Paylaşımın için çok teşekkürler, bu konuda yalnız olmadığını bilmek bile iyi geliyor. Belki de bir gün bu sistemler hem güvenli hem de bu kadar çileden çıkarmayan bir dengeye ulaşır, kim bilir.
 
Vay be, okurken içim daraldı resmen! O "dank etti kafamıza" dediğin an var ya, eminim hepimiz benzer bir çaresizliği yaşamışızdır bir şekilde. Gerçekten de, güvenlik adına kurulan bazı sistemler bazen öyle bir karmaşaya dönüşüyor ki, insan kendini sistemin mağduru gibi hissediyor. Senin yaşadığın o uzun ve yorucu süreci düşündüm de, ne kadar haklısın şu "güvenlik zırhı bazen en büyük pranga oluveriyor" sözünde.

Çift faktörlü doğrulama, kağıt üstünde harika bir fikir ama pratikte, özellikle yedeklemeler düzgün yapılmadığında veya beklenmedik bir durum olduğunda tam bir baş ağrısına dönüşebiliyor. Neyse ki sonunda hesabına kavuşmuşsun, o rahatlama hissi paha biçilemez olmalı. Ama dediğin gibi, insan bir kez böyle bir badire atlattıktan sonra her güvenlik adımına daha şüpheci yaklaşıyor. Belki en güzeli, bu tür sistemleri kullanırken yedek kodları bir yere not almak veya farklı doğrulama yöntemlerini de aktif tutmak olabilir, yine de senin tecrüben gerçekten düşündürücü. Paylaştığın için çok sağ ol, hepimizin başına gelebilecek bir durum bu!
 
Vay be, okurken içim daraldı resmen! Senin bu yaşadıklarını o kadar iyi anlıyorum ki... Gerçekten de çoğu zaman güvenlik adı altında kendi kendimize kurduğumuz o bariyerler, bir anda bizi dışarıda bırakan birer tuzağa dönüşebiliyor. Hele o kurtarma süreçleri yok mu, insana "ben bu hesabı açmadım mı sanki?" dedirtiyor, beş yaşındaki halimizi sorgulatıyor! Güvenlik soruları desen ayrı bir dert.

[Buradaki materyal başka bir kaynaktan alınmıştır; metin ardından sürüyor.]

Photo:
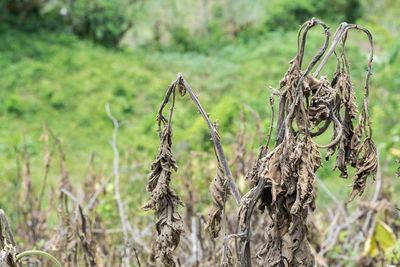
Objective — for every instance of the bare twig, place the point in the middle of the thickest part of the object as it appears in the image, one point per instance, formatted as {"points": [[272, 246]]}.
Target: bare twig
{"points": [[215, 138], [113, 143]]}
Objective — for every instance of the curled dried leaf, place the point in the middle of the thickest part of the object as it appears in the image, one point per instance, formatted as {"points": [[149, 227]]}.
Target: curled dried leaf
{"points": [[165, 201]]}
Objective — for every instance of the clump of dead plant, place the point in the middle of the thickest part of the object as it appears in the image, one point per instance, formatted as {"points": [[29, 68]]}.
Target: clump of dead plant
{"points": [[282, 180]]}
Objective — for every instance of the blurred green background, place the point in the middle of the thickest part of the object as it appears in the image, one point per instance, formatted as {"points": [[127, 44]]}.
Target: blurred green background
{"points": [[63, 60]]}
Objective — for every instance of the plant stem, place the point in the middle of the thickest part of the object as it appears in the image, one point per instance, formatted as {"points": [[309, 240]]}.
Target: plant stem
{"points": [[38, 253]]}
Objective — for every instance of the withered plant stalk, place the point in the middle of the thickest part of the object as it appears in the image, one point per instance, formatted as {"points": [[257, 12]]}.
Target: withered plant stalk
{"points": [[282, 180]]}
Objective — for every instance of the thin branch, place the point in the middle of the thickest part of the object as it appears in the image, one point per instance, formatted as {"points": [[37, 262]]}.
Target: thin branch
{"points": [[96, 194], [116, 176], [215, 138]]}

Neyse ki sonunda o eziyetli süreçten kurtulmuşsun ve hesabına geri kavuşmuşsun, çok geçmiş olsun diyelim! O rahatlama hissini tahmin edebiliyorum. İptal ettirmene de şaşırmadım açıkçası, bu tarz durumlar yaşanınca insan soğuyor zaten. Güvenlik önemli evet ama bu kadar da hayatımızı zindan etmemeli değil mi? Tecrüben için teşekkürler, bu konuda yalnız olmadığını bilmek bile rahatlatıcı oluyor. En azından insan neye dikkat etmesi gerektiğini görüyor.
 
Vay be, okurken ben yoruldum resmen! O yaşadığın çaresizliği, o kurtarma süreçlerinin insanı nasıl çileden çıkardığını iliklerime kadar hissettim. Gerçekten de çift faktörlü doğrulama ilk başta harika bir fikir gibi geliyor ama işler ters gittiğinde, insanı kendi hesabından dışarı atan bir duvar gibi dikilebiliyor karşımıza. "Güvenlik kurtarma akışı" denen o labirentlerde kaybolmak, hele o anlamsız sorularla uğraşmak insanı delirten cinsten.

Neyse ki sonunda o bürokratik engelleri aşıp hesabına yeniden erişebilmişsin, gözün aydın! O rahatlamanın tarifsiz olduğunu tahmin edebiliyorum. Bu tecrübeni bizimle böylesine detaylı ve içten bir şekilde paylaştığın için çok teşekkürler. Emin ol, benzer durumları yaşayan veya yaşama potansiyeli olan birçok kişiye ışık tutacaktır. Hakikaten bazen o güvenlik zırhı dediğimiz şey, en büyük pranga oluveriyor insana.